Albemarle Street is a street in Mayfair in central London, off Piccadilly. It has historic associations with Lord Byron, whose publisher John Murray was based here, and Oscar Wilde, a member of the Albemarle Club, where an insult he received led to his suing for libel and to his eventual imprisonment. It is also known for its art galleries and the Brown's Hotel is located at 33 Albemarle Street.

Albemarle Street was built by a syndicate of developers headed by Sir Thomas Bond. The syndicate purchased a Piccadilly mansion called Clarendon House from Christopher Monck, 2nd Duke of Albemarle in 1684, which had fallen into ruin due to neglect caused by the dissolute duke's spendthrift ways. It was sold for £20,000, a fifth less than the duke had paid for it only nine years previously despite the land values in the area increasing in the intervening period. The house was demolished and the syndicate proceeded develop the area. At that time the house backed onto open fields and the development of the various estates in Mayfair was just getting underway. The syndicate also built Old Bond Street, Dover Street and Stafford Street.

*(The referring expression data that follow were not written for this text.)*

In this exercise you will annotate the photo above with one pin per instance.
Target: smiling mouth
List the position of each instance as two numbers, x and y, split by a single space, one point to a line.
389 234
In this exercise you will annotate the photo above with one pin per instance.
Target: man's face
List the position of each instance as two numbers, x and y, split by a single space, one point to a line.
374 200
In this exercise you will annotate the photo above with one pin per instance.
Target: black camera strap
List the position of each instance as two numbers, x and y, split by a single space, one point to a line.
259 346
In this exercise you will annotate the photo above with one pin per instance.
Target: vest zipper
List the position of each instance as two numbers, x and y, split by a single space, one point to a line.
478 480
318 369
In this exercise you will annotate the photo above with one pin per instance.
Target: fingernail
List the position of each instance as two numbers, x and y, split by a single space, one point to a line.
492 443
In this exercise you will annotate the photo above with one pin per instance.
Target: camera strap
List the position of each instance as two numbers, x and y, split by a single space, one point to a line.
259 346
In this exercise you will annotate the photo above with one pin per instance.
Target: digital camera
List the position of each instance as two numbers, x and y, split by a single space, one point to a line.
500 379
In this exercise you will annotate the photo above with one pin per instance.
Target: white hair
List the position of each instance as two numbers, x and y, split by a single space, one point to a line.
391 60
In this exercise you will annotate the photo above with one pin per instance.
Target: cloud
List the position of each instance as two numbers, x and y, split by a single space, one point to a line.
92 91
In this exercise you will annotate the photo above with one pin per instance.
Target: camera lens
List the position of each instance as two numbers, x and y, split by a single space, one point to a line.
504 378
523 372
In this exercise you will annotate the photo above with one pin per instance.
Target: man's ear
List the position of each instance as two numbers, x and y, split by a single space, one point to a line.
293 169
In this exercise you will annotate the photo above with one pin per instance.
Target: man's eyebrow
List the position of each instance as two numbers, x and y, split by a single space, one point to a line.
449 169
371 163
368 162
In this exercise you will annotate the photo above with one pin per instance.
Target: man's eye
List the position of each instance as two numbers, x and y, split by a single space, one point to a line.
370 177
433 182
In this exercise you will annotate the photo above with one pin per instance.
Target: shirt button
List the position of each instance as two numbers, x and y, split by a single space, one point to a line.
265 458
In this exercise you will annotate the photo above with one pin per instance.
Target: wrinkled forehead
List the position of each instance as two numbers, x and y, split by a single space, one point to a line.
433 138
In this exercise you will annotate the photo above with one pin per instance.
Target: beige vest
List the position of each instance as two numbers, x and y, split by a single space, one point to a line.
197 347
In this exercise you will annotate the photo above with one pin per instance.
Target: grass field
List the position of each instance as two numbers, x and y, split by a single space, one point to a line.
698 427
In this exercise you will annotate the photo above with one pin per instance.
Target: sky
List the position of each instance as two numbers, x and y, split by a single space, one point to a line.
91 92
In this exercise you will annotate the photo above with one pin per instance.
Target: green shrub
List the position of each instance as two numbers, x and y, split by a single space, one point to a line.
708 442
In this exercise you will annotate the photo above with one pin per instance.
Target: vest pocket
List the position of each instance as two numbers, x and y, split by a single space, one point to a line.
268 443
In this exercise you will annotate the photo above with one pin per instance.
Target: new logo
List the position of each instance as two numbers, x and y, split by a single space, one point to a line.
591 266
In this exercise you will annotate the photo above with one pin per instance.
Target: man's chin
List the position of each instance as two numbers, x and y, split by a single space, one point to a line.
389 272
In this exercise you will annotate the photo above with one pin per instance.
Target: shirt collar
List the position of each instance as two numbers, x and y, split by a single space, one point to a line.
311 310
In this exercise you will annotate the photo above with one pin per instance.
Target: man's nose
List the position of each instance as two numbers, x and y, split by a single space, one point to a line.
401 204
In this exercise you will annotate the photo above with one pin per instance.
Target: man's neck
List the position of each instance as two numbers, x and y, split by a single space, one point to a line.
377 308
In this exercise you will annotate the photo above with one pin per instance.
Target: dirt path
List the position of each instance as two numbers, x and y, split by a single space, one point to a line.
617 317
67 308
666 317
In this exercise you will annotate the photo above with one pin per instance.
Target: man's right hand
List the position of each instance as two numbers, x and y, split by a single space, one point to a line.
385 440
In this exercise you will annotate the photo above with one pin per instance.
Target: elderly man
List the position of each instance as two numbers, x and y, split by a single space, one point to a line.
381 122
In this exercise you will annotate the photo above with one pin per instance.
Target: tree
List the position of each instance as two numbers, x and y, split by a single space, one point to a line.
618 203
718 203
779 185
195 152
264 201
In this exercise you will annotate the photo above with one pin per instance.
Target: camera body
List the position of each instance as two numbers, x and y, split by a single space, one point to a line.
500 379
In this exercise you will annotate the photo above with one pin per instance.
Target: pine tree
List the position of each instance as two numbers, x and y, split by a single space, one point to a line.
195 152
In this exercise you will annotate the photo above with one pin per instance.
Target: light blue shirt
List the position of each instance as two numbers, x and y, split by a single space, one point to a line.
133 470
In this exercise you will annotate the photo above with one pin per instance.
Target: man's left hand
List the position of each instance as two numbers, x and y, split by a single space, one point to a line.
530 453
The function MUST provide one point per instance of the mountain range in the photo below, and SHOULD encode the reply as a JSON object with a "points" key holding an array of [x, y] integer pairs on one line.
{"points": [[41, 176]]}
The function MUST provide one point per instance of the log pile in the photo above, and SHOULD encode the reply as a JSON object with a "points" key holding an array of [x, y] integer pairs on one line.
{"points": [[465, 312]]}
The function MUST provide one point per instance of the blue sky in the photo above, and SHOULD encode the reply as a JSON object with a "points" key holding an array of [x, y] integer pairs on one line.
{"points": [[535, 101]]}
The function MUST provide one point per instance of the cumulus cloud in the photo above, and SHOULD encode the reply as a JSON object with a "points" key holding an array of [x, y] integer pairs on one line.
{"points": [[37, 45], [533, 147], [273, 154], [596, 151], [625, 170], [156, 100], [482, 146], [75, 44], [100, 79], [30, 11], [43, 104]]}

Albemarle Street was the first one-way street created for the purpose of better traffic flow in London. The decision was taken after a series of lectures by Humphry Davy at the Royal Institution caused long traffic jams in the capital because of the horrendous queues formed by horsedrawn carriages bringing in the eager audience. Albemarle Street was made a one-way street to avoid further incidents of such congestion.

Robert Harley, 1st Earl of Oxford and Earl Mortimer (1661–1724), a leading minister of Queen Anne, had a house in Albemarle Street where he died in 1724.